Not half an hour after hearing the news of Lou’s death I receive a call on my mobile. It’s France24 and they want me to come down to the station to chat live on air about the great man. A taxi arrives at my door in minutes and I’m whisked across Paris and then sat down in a chair having makeup applied. It’s turning out to be quite a surreal day. I’m led into a studio and ahead of me is the newsreader broadcasting live on air, while across the table stands a grey haired man in an even greyer suit. He whispers across to me: “Are we going to debate?” I shrug, a little bit scared, and hope that’s not the case. Suddenly the news reader is addressing him about Georgia’s new billionaire Prime Minister Bidzina Ivanishvili and somehow I’m watching the news unfold in 3D before my very eyes.
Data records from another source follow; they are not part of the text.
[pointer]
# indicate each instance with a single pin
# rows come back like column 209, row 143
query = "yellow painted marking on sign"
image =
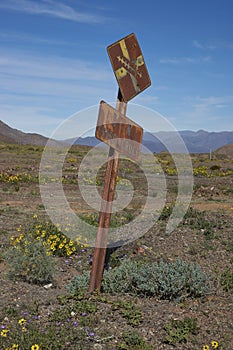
column 121, row 72
column 139, row 61
column 124, row 49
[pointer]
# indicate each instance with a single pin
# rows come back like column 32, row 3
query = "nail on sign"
column 129, row 66
column 118, row 131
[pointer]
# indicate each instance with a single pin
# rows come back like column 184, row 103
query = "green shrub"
column 175, row 280
column 30, row 262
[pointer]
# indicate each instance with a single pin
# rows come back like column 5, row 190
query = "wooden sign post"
column 115, row 129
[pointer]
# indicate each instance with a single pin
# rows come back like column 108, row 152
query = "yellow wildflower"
column 206, row 347
column 35, row 347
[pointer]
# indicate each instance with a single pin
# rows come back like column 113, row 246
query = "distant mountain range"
column 196, row 141
column 14, row 136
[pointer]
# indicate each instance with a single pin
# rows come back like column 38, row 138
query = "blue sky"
column 53, row 59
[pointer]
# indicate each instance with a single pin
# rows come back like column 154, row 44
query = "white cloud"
column 219, row 45
column 181, row 60
column 50, row 8
column 50, row 67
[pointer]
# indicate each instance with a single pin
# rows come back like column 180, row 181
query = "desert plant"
column 175, row 280
column 178, row 331
column 30, row 262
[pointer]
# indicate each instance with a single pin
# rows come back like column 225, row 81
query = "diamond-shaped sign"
column 129, row 66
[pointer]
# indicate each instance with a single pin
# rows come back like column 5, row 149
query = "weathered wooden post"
column 115, row 129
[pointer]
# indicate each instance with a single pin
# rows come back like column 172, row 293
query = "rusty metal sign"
column 118, row 131
column 129, row 66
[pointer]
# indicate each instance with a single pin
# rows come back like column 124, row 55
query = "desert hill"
column 226, row 150
column 10, row 135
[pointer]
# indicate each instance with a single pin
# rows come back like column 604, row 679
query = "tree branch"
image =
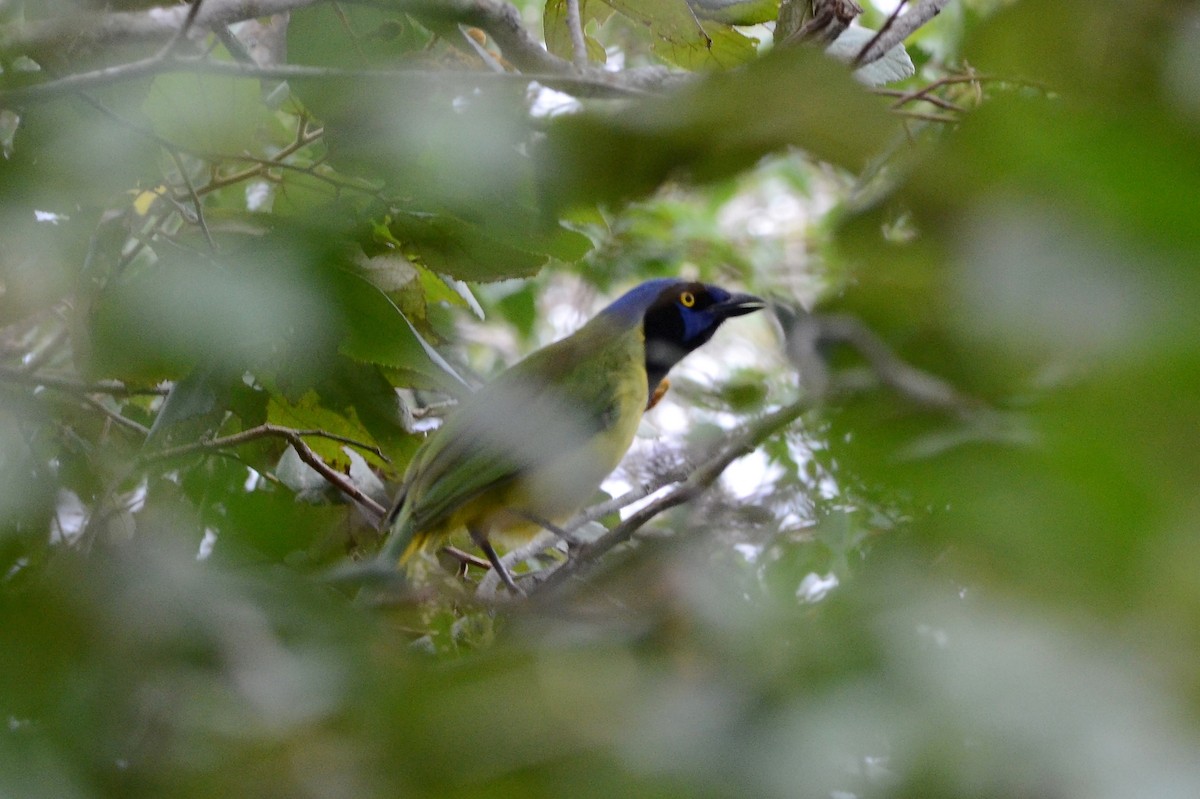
column 295, row 438
column 899, row 29
column 736, row 446
column 71, row 385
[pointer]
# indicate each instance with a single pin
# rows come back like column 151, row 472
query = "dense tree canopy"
column 927, row 529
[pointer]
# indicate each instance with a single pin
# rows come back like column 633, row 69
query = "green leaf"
column 714, row 127
column 726, row 48
column 736, row 12
column 377, row 331
column 671, row 20
column 461, row 250
column 309, row 413
column 558, row 35
column 205, row 113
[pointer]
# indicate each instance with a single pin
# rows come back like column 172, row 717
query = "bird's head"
column 677, row 317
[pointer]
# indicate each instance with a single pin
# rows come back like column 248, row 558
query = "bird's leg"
column 660, row 391
column 490, row 551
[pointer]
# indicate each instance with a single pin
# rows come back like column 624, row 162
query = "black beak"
column 738, row 305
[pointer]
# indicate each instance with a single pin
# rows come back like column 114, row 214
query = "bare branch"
column 735, row 448
column 295, row 438
column 71, row 385
column 919, row 13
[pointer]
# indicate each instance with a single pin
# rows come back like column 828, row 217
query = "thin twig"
column 197, row 204
column 887, row 25
column 905, row 97
column 736, row 446
column 184, row 29
column 118, row 419
column 265, row 431
column 927, row 118
column 575, row 25
column 70, row 385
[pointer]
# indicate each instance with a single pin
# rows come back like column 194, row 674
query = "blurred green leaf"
column 205, row 113
column 712, row 128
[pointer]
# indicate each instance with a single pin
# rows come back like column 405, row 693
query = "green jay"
column 531, row 448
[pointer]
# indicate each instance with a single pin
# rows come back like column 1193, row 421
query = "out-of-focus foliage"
column 970, row 568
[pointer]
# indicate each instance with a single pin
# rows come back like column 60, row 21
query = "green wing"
column 555, row 401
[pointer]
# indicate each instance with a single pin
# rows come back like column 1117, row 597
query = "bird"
column 529, row 449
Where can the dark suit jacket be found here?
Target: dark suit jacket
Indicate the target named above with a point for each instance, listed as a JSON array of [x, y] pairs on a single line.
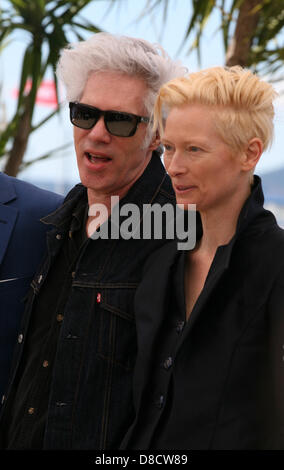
[[22, 245], [225, 388]]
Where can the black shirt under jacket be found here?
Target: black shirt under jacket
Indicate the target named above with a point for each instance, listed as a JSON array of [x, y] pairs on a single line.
[[217, 380]]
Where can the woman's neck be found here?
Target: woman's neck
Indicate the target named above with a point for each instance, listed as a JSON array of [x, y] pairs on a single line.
[[219, 224]]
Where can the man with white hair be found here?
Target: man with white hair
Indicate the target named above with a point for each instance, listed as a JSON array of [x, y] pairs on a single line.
[[72, 382]]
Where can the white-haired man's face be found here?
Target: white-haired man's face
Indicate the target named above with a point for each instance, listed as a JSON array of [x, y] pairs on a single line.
[[108, 164]]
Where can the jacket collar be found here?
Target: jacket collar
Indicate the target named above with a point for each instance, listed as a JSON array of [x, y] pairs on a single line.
[[143, 191], [8, 214], [7, 189]]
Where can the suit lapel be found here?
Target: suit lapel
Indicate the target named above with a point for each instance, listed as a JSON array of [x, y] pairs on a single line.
[[8, 214], [150, 318]]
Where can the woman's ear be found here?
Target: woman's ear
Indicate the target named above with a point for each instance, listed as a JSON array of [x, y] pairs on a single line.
[[252, 154]]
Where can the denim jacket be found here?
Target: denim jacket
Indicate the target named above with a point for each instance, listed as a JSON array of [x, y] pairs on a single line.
[[90, 403]]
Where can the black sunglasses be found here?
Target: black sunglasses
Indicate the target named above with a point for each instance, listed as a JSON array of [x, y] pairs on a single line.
[[116, 122]]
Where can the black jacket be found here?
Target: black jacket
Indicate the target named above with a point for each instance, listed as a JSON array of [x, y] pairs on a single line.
[[90, 402], [224, 385]]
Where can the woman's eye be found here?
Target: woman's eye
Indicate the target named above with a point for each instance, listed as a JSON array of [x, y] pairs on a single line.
[[192, 148], [167, 147]]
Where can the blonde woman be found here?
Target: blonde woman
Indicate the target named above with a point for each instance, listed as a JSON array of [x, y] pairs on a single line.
[[210, 321]]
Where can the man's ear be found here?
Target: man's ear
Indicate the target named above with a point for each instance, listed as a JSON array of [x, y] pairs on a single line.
[[252, 154], [155, 142]]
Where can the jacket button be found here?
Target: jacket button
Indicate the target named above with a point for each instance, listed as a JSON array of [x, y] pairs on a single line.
[[168, 363], [160, 402], [180, 326], [20, 338]]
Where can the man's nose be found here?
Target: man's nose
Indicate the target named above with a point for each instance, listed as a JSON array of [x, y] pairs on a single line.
[[99, 132]]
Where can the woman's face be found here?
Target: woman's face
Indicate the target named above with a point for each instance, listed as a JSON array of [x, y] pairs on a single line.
[[204, 170]]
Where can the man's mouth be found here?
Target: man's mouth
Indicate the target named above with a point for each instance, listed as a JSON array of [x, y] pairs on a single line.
[[94, 158]]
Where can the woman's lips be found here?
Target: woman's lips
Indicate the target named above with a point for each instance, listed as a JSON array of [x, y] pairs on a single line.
[[180, 189]]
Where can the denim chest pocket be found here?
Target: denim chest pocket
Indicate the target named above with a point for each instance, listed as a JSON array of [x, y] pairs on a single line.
[[116, 324]]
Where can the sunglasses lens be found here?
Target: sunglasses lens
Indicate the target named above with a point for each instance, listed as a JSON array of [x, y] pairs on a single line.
[[84, 117], [120, 124]]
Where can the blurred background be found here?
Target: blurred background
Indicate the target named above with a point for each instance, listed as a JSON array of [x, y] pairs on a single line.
[[35, 132]]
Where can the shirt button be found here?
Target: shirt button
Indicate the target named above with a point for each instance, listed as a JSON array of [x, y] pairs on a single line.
[[180, 326], [168, 363], [20, 338], [59, 317]]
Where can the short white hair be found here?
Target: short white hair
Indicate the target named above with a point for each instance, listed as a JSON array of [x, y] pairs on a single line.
[[106, 52]]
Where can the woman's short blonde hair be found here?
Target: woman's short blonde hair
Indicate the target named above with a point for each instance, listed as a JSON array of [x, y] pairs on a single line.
[[243, 103]]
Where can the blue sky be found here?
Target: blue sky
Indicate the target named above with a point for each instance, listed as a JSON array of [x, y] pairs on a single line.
[[122, 19]]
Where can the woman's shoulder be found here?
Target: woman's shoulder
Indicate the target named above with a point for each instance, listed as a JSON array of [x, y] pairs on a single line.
[[163, 257]]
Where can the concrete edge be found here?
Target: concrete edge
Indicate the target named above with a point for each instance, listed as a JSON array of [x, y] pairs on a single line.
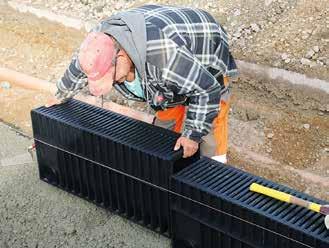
[[245, 68], [281, 75]]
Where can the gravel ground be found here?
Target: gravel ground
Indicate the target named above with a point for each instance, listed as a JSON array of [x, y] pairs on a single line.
[[35, 214]]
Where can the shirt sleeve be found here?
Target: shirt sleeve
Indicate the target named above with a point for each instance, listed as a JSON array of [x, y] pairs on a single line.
[[185, 75], [73, 80]]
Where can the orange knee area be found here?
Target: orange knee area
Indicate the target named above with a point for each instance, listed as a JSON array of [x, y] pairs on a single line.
[[177, 113], [220, 126]]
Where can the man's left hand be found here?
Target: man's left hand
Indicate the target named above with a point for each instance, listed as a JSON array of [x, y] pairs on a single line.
[[190, 147]]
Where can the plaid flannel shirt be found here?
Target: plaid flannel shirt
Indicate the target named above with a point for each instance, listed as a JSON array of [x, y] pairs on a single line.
[[186, 51]]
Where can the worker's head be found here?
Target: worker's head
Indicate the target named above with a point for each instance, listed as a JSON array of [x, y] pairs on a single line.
[[103, 61]]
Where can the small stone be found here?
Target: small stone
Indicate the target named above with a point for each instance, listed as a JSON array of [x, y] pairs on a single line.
[[237, 12], [85, 2], [284, 56], [99, 8], [304, 61], [309, 54], [255, 27], [237, 35], [5, 85], [307, 126], [316, 49]]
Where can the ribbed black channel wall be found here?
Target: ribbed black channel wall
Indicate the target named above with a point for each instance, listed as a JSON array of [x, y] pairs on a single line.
[[225, 188], [78, 144]]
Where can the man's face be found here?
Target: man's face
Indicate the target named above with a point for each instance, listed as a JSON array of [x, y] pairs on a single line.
[[118, 72]]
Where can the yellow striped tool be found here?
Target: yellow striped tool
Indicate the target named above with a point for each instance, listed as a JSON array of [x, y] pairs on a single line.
[[323, 209]]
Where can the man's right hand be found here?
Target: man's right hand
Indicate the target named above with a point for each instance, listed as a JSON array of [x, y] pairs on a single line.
[[52, 101]]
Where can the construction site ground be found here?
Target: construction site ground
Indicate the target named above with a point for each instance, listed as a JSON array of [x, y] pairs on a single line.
[[277, 131]]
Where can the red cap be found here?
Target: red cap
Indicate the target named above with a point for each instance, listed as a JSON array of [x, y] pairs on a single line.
[[96, 55]]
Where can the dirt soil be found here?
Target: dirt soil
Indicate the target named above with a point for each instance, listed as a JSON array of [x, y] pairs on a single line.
[[278, 131]]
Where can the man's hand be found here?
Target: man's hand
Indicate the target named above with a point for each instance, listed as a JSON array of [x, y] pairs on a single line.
[[189, 146], [52, 101]]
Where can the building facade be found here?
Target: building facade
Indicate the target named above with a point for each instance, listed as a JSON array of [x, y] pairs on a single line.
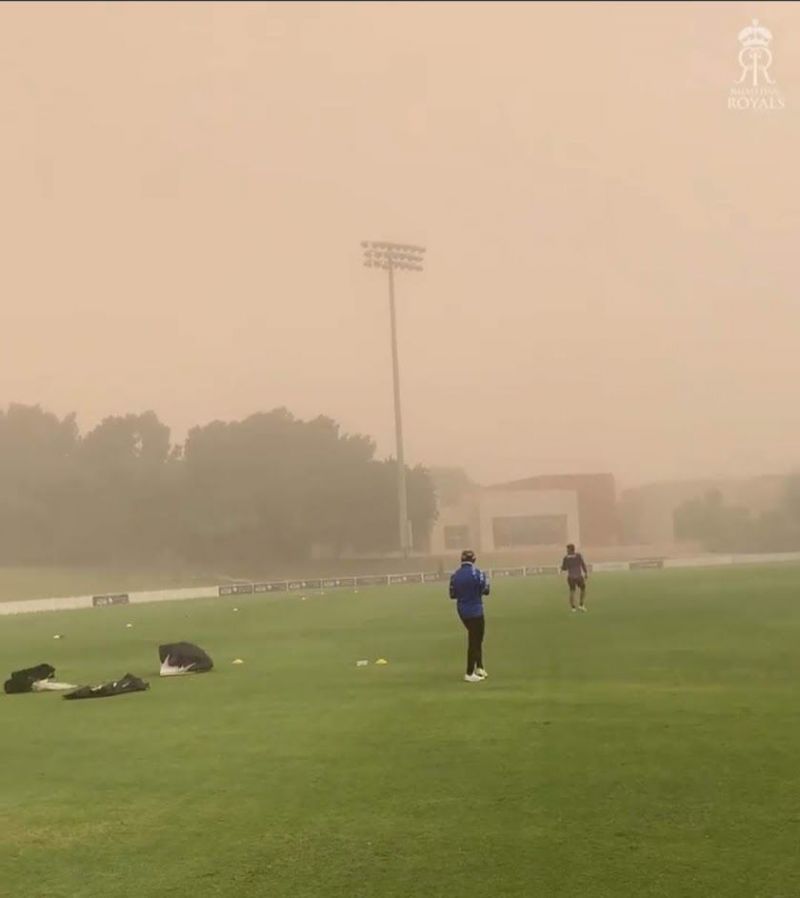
[[495, 520]]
Before I know it, the grey man is led out of the studio and the spotlight is on me and we’re on the subject of Lou already. Was I surprised by his sudden death? Of course I was, and I appear to be talking about liver cancer now, a subject I have to concede I’m no great authority on having never taken the Hippocratic oath. If I’m sounding wobbly it might be due to being thrown by the byline under my name which says I’m a writer for a newspaper I’ve written four articles for this year. If I didn’t feel enough like an imposter already then here’s surely proof.

Then she asks me about Lou’s activities outside of music. My mind goes blank. I flit through mental images of Lou gardening and Lou hang gliding but nothing seems to be sticking. All I can think about is Lulu, a much-derided collaboration from a couple of years ago with thrash metal’s most celebrated sons. “He was always keen to try something new,” I say, flustered, “look at the album he made with Metallica. It was much maligned but actually, I quite like it”. I suggest it will stand the test of time and be re-evaluated, all the while wondering if that will be the case at all. Here I am, a music journalist, sweating under the collar and feeling the full force of scrutiny once again, this time under studio lights defending the indefensible on live television. It’s what Lou would have wanted.